Recently Amanda did something, and I can't for the life of me remember what it was. But my response to her was something like, "Did any part of you think that would be a good idea?!?" I really do try to live up the standard of Jesus. I know that raging at my children is a sin. And yet, I keep thinking of the scene in the temple, where Jesus goes in and roars about his house being a den of robbers, and overturns tables. What they were doing was wrong, but he was angry, and rightfully so. I had been thinking about this lately (in struggling to keep my temper), and just recently, I came to that passage in Mark 11:12-17:
The next day as they were leaving Bethany, Jesus was hungry. Seeing in the distance a fig tree in leaf, he went to find out if it had any fruit. When he reached it, he found nothing but leaves, because it was not the season for figs. Then he said to the tree, "May no one ever eat fruit from you again." And his disciples heard him say it.I also discovered another layer that had not been coming to mind when remembering this situation. He curses the fig tree for not bearing fruit (out of fruit bearing season even). So, he was angry and hungry and maybe a bit concerned about recent and coming events, but still a bit unreasonable. It was not a sin for Him to speak this way to the fig tree, because Jesus did not sin.
On reaching Jerusalem, Jesus entered the temple area and began driving out those who were buying and selling there.
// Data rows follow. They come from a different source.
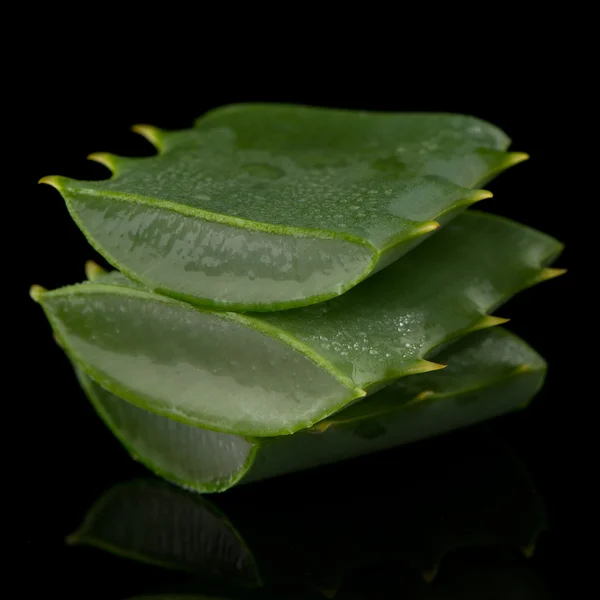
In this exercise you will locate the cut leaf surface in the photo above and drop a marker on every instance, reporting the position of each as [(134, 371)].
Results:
[(263, 207), (489, 373), (267, 374)]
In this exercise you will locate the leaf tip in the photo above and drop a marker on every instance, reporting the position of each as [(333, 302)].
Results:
[(479, 195), (423, 395), (36, 291), (103, 158), (149, 132), (428, 226), (550, 273), (93, 270), (424, 366), (514, 158), (52, 180), (492, 321)]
He overturned the tables of the money changers and the benches of those selling doves, and would not allow anyone to carry merchandise through the temple courts. And as he taught them, he said, "Is it not written: " 'My house will be called a house of prayer for all nations'? But you have made it 'a den of robbers.'"
In asking myself, "Is there a place for righteous anger in our lives?" I again have to look at Jesus. Yes, he expressed anger, but with a purpose. Back to what was noted after he cursed the fig tree, "And his disciples heard him say it."
In the morning, as they went along, they saw the fig tree withered from the roots. Peter remembered and said to Jesus, "Rabbi, look! The fig tree you cursed has withered!"He got angry, but He also knew that it would be used for a greater purpose, to teach the disciples about prayer, asking forgiveness, and receiving forgiveness.
"Have faith in God," Jesus answered. "I tell you the truth, if anyone says to this mountain, 'Go, throw yourself into the sea,' and does not doubt in his heart but believes that what he says will happen, it will be done for him. Therefore I tell you, whatever you ask for in prayer, believe that you have received it, and it will be yours. And when you stand praying, if you hold anything against anyone, forgive him, so that your Father in heaven may forgive you your sins." Mark 11:20-25
So if I rage at my toddler for going past the "safe place" on the driveway, might that anger teach him that it really is an important rule? Yelling (and might I add, out of fear instead of anger or impatience) might just cement that principle in his mind.
If I yell a question or command to my daughter, because it's been asked (and ignored) four times already, will that teach her a greater lesson? Other than observing Mommy out of control, no, I don't think that angry response will make her more apt to listen and respond in the future.
I know that crossing that line into sinful anger is a dangerous area for me. I would certainly always rather err on the side of gentleness, but it does reassure me to know that anger in itself isn't a sin, and that it may be warranted on rare occasions.